Dr.Wilhelm Schmidt, Leiter des RZ-Bereichs der MBB in Hamburg

Aus internen Gründen wurde es im vergangenen Jahr notwendig, unsere IBM 370/145 zu erweitern. Nach eingehenden Analysen und Berechnungen stand fest, daß das System nicht mehr ausreichen würde. Nach eingehenden Diskussionen im Hause haben wir uns entschlossen, eine geleaste 370/l58 zu installieren.

Als ersten Schritt haben wir einen Mietvertrag bei der IBM abgeschlossen, um die langen Wartezeiten abzufangen. Zwischenzeitlich suchten wir einen Leasing-Partner, der mit unseren Bedingungen einverstanden war: Übernahme des IBM-Mietgeschäftes sowie der Einsatz von Mixed Hardware.

Zu dieser Zeit gab es nur einen einzigen Hersteller, der unsere Bedingungen akzeptierte. Dieses Angebot wurde noch attraktiver durch das sogenannte "Financial Leasing". Die Mixed Hardware (Platten und Bänder) stammt von der BASF. Eigene Überlegung und zusätzliche Befragung von Anwenderkollegen ergaben keine Bedenken gegen den Mixware-Abschluß. Mit dieser Firma haben wir im Mai vergangenen Jahres einen Package-Leasing-Vertrag abgeschlossen. Die Gesellschaft verhandelt intern mit der BASF, besorgt sich dort die Peripherie und vermietet das ganze als "Package", so daß wir es nur mit einem Vertragspartner zu tun haben.

Bei der Lieferung gab es eine Verzögerung von vier Wochen, die ich aber durchaus als normal akzeptiere. Zwar hatten wir die üblichen Installationsprobleme, aber nach weiteren vier Wochen lief das System zu unserer vollen Zufriedenheit. Auch die Wartung klappt - was letztlich auf das gute Hamburger BASF-Team zurückzuführen ist.

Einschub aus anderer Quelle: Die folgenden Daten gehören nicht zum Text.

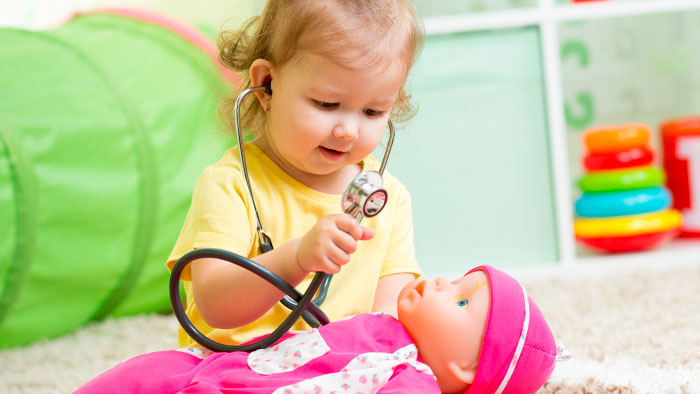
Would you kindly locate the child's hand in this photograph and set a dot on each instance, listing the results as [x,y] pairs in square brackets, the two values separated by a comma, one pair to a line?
[329,243]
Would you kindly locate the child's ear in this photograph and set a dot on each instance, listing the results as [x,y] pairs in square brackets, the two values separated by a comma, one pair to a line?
[464,374]
[261,72]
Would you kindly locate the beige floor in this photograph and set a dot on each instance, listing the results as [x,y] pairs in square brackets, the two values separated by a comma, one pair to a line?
[632,331]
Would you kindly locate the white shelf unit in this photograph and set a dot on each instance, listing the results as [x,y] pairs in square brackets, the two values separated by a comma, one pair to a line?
[546,16]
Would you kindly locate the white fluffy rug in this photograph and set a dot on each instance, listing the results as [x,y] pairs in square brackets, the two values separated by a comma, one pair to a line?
[629,331]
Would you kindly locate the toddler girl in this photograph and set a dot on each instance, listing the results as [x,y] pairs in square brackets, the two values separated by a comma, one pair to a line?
[335,71]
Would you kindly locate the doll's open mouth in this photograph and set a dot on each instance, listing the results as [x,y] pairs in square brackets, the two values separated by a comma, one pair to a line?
[420,287]
[332,154]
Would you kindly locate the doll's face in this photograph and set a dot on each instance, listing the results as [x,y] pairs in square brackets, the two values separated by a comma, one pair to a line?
[447,319]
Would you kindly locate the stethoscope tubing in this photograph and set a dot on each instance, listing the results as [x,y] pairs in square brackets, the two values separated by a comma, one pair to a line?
[303,302]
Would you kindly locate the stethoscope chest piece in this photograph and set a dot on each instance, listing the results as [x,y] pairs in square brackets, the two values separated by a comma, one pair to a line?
[364,196]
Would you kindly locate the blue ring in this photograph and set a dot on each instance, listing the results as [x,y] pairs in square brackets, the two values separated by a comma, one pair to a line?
[625,202]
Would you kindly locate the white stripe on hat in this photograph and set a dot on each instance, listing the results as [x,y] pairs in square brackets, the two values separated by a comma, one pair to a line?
[519,348]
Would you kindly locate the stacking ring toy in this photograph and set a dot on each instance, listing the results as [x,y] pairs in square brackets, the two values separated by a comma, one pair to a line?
[628,225]
[608,139]
[634,157]
[631,242]
[625,202]
[633,178]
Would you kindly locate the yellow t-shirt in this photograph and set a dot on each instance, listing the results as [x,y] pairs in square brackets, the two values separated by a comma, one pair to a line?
[221,216]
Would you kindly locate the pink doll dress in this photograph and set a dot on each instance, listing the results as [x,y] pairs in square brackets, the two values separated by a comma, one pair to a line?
[367,353]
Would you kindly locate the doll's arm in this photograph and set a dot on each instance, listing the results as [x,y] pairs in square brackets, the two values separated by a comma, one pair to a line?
[408,380]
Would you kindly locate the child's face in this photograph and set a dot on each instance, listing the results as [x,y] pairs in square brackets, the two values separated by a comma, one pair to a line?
[324,117]
[447,321]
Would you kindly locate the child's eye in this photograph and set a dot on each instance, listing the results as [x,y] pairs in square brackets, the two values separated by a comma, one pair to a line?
[324,105]
[372,113]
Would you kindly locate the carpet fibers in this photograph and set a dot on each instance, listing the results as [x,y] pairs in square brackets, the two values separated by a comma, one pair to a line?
[631,331]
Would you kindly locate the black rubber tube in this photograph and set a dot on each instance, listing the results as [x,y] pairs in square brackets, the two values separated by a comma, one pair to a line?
[304,303]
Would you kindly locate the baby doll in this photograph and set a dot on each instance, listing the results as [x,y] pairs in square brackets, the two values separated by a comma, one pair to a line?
[480,333]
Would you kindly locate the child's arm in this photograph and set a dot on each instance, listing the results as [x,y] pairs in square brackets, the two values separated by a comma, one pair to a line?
[228,296]
[387,294]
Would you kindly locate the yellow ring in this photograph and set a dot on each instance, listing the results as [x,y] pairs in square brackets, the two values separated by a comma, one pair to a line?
[628,225]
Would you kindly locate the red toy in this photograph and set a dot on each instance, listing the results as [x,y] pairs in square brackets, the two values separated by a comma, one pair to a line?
[681,147]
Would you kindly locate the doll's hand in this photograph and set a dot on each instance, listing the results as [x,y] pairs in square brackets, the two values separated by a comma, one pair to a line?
[330,242]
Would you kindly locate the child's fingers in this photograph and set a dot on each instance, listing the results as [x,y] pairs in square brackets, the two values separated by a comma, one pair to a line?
[367,233]
[346,243]
[349,225]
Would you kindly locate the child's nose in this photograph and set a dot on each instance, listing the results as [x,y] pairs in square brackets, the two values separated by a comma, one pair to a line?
[346,130]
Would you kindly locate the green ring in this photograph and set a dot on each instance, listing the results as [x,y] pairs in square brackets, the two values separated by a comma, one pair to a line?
[635,178]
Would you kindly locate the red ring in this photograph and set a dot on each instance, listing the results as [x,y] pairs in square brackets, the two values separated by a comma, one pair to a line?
[627,158]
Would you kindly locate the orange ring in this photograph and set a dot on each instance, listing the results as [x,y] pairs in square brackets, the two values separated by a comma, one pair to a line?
[616,138]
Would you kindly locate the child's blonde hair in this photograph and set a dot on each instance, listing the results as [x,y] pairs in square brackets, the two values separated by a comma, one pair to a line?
[354,33]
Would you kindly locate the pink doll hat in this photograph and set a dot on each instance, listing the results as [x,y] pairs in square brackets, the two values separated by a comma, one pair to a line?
[518,351]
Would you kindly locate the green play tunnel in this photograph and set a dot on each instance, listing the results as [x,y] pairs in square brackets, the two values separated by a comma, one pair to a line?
[105,124]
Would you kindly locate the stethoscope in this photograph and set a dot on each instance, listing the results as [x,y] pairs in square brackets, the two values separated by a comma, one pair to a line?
[365,196]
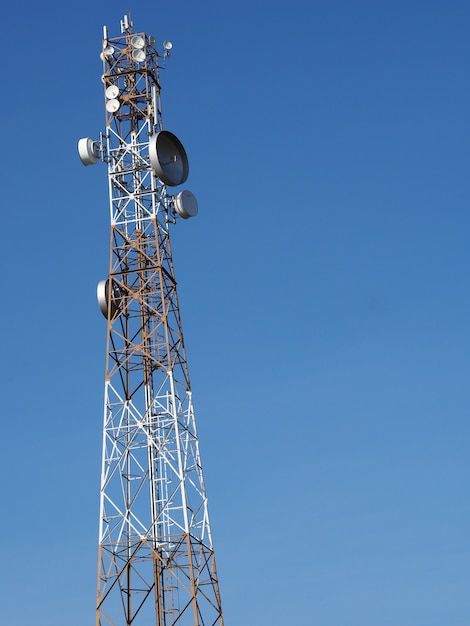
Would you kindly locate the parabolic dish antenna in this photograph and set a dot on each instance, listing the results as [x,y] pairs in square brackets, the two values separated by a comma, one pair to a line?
[138,55]
[87,151]
[108,52]
[112,105]
[137,42]
[168,158]
[186,204]
[112,92]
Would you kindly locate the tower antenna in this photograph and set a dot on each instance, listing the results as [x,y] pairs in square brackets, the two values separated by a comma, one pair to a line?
[156,560]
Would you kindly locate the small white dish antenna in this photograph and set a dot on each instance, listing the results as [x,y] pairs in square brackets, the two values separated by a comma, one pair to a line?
[112,105]
[112,92]
[186,204]
[137,42]
[168,158]
[107,52]
[138,55]
[87,151]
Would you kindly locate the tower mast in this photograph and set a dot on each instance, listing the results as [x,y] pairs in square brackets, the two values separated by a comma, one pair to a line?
[156,560]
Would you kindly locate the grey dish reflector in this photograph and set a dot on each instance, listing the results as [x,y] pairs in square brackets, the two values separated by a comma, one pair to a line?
[168,158]
[87,151]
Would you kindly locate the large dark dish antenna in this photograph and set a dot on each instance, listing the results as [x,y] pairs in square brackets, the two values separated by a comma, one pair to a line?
[168,158]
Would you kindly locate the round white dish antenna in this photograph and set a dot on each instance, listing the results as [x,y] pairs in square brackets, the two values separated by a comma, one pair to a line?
[168,158]
[102,293]
[107,52]
[112,105]
[138,55]
[112,92]
[186,204]
[87,151]
[137,42]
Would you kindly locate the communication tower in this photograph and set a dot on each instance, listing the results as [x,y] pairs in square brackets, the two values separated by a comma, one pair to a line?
[156,560]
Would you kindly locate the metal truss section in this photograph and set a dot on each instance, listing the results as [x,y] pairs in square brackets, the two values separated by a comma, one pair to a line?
[156,561]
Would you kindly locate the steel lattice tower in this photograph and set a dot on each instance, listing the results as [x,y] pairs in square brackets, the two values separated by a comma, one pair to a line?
[156,560]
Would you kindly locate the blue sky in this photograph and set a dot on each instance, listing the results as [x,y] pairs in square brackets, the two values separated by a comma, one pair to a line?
[324,293]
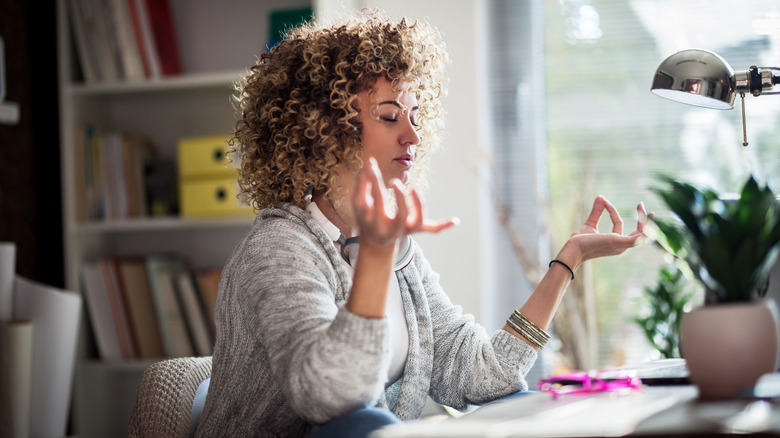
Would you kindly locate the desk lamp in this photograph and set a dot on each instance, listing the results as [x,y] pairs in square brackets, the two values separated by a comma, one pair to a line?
[702,78]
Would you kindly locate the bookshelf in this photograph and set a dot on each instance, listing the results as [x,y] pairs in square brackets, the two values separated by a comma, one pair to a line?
[196,102]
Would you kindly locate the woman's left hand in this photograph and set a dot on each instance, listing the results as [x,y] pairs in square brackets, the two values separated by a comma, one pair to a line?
[375,223]
[587,243]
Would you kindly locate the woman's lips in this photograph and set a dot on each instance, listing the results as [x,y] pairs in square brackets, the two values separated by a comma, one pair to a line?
[405,159]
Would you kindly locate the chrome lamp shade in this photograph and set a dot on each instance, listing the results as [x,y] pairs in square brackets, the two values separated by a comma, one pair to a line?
[702,78]
[696,77]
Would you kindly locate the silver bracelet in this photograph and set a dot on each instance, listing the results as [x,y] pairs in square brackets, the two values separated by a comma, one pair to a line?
[528,329]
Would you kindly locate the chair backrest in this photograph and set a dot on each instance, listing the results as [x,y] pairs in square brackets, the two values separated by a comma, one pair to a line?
[164,404]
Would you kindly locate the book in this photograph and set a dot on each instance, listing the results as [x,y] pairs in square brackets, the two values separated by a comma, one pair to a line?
[79,169]
[144,32]
[81,37]
[106,54]
[100,315]
[116,303]
[142,314]
[208,284]
[136,154]
[131,65]
[161,269]
[194,314]
[166,44]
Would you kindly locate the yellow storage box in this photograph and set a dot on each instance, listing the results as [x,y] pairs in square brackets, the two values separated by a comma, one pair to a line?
[207,179]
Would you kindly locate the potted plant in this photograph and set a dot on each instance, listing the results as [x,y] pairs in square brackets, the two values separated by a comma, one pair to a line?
[730,245]
[666,302]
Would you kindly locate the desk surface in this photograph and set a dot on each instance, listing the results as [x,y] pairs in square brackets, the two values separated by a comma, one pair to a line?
[652,411]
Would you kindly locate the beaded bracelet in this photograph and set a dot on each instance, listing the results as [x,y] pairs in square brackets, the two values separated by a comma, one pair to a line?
[528,329]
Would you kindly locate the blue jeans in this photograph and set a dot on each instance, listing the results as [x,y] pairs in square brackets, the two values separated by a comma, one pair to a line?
[361,423]
[358,424]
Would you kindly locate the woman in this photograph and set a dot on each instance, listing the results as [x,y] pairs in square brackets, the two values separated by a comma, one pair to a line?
[311,337]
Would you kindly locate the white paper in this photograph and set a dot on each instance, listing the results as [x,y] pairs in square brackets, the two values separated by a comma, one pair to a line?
[7,273]
[16,340]
[55,316]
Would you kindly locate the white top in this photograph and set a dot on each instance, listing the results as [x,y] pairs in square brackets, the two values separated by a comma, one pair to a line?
[394,308]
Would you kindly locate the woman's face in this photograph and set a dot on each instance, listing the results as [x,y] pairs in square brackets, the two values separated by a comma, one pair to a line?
[389,132]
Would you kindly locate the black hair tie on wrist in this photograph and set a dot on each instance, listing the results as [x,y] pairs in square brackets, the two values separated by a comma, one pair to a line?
[571,271]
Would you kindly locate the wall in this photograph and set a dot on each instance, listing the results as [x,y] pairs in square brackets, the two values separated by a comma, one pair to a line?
[30,209]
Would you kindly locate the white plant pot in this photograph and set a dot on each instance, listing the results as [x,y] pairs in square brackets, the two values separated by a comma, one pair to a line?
[727,347]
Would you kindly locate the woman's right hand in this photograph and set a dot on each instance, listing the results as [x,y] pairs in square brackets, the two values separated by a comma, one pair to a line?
[587,243]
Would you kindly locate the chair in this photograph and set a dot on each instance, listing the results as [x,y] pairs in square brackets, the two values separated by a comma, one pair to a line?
[166,404]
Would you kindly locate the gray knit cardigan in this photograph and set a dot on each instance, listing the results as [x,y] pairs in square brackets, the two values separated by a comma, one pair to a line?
[289,356]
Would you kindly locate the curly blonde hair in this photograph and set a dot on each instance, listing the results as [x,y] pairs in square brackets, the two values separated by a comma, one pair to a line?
[298,104]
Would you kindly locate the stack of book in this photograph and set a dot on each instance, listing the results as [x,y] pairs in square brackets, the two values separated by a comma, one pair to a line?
[119,176]
[119,40]
[150,307]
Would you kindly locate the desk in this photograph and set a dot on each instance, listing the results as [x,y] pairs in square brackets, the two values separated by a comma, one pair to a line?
[649,412]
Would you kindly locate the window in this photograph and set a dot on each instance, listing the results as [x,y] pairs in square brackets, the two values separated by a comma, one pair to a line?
[604,132]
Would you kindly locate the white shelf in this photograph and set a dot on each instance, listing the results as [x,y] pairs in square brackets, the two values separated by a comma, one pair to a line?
[162,224]
[192,81]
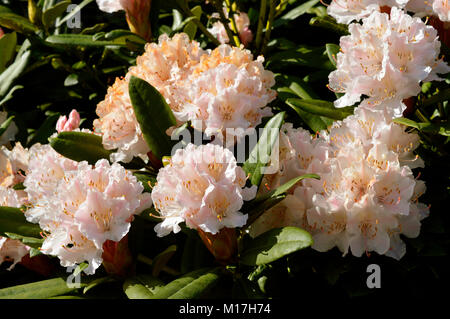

Durch den Leasing-Abschluß sind wir der IBM-Preiserhöhung entgangen. Die monatlichen Einsparungen gegenüber einer gleichen gemieteten Anlage lagen ohne Berücksichtigung der Mehrschichtmiete bei 15 Prozent.

Unser Vertrag läuft für die Dauer von 60 Monaten. Das setzt voraus, daß man in dieser Zeit mit dem System auskommen muß, -leider kann das kaum ein RZ-Leiter vorher genau sagen. Aber auch hier gibt es die Möglichkeit, Kernspeicher dazuzukaufen und das System zu erweitern.

Verglichen mit den Einsparungen sind diese Probleme sekundär.

Rolf Hammelehle, Leiter der EDV-Abteilung der Firma Cross Europa-Werk GmbH, Wendlingen

Als im März 1971 von der Geschäftsleitung entschieden wurde, zum 1. Januar 1972 unsere IBM 360/20 Kartenanlage und das " RAX " Fernverarbeitungs-System durch eine IBM 360/30 Anlage mit 96 K, sechs Magnetplattenspeicher 2319, einer Magnetbandeinheit 2415, Karteneinheit 2540, Bildschirme, einen Drucker 1403/002 und einen Lochstreifenleser 1012 abzulösen, dachte man zu diesem Zeitpunkt nur indirekt daran, die Kosten durch Mixed Hardware und Leasing zu reduzieren. Die primäre Aufgabe war, die von unserer Mutterfirma in USA zur Verfügung gestellten Programme entsprechend unserer Organisation zu modifizieren und termingerecht einzuführen.

Der erste Schritt zur Kosteneinsparung war dann, den Kernspeicher im Laufe des Jahres 1972 mit einem Fremdkernspeicher auf 128 K zu erhöhen. Zum 1. 1 . 1973 wurden die IBM Magnetplattenspeicher, zum 1. 1. 74 die Magnetbandspeicher und zum 1. 8. 74 die Bildschirme durch Fremdperipherie ausgetauscht.

Zum 1. 1. 74 wurde eine 360/40 mit 192 K, 1403/002 Drucker sowie die Steuereinheit 2821 geleast installiert.

Durch diese Maßnahmen ersparen wir uns bei gleichzeitiger Kapazitätserweiterung jährlich rund 250 000 Mark, obwohl unsere Leasing- und Mietverträge aus Gründen der Beweglichkeit nicht länger als für zwei Jahre abgeschlossen wurden, falls sich die Situation ändert und die Hersteller Alternativen anbieten.